動物になることをよく知る人なら、何かおかしいと感じされられるものを受け取り、それについて思考し続けることができるかもしれない。そしてそのおかしなことを変えていこうと思うことができるかもしれない。
気づき、学び
- 金銭的余裕はなくね?まだあと55年分6000万ぐらいは稼がなあかん。
- 時間的余裕はあるかも、今の会社やと生きるためのお金以外だけやと40ぐらいで稼ぎ切れる。
- 消費に使わず浪費に時間と金を使おう。承認欲はよくない。承認欲がない俺はあんまり関係ない。

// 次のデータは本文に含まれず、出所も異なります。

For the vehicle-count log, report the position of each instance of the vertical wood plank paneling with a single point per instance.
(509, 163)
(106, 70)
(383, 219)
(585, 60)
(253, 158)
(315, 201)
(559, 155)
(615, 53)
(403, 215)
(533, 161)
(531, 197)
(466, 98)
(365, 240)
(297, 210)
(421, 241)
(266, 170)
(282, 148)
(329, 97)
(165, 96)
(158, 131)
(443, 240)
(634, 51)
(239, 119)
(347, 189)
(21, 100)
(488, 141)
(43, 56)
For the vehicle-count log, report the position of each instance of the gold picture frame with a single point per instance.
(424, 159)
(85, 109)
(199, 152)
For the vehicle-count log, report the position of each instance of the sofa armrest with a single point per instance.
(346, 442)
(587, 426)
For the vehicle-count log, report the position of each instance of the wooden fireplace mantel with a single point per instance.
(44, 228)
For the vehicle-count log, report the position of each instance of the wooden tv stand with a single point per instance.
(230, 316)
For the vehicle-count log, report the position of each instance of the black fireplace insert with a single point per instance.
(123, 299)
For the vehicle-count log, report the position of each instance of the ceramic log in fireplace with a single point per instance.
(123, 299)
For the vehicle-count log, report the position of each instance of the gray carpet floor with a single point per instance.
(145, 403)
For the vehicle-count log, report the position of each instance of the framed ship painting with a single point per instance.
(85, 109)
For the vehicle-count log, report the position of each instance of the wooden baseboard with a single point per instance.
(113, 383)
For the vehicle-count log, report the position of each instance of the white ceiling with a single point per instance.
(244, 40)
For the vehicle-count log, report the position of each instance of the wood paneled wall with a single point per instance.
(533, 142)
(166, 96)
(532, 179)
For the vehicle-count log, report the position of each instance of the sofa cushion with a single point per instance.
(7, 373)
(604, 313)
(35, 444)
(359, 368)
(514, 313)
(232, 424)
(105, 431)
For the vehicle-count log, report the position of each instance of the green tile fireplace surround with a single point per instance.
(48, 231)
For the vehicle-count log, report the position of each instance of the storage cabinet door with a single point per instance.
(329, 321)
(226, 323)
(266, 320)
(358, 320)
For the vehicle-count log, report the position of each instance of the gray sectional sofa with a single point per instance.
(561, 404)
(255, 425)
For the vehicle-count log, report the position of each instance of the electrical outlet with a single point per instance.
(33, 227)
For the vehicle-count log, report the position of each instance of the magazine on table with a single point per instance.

- ミッションステートメントを土台にしてた俺にはブッ刺さり
- 退屈やからそうやらないといけないって第三退屈からの第一退屈になってたかも。盲目で他者を受け入れてなかったのかも
- 3つの退屈とかエグすぎ。共感しかない。めっちゃわかる。
- けど第二でいるべきらしい。仕事の奴隷になるなってさ。そうじゃないと退屈のまま死んじゃうよって言うてる。
- 現状めっちゃ奴隷になってる
- 第二形式で不法侵入を待って思考しろと
- 贅沢に浪費する。そこでいろんな新しい経験をする。しまくる。それを楽しむ。勉強する。それによって不法侵入されて思考する。思考し続けておかしいなと思うことに気づく、それを変える。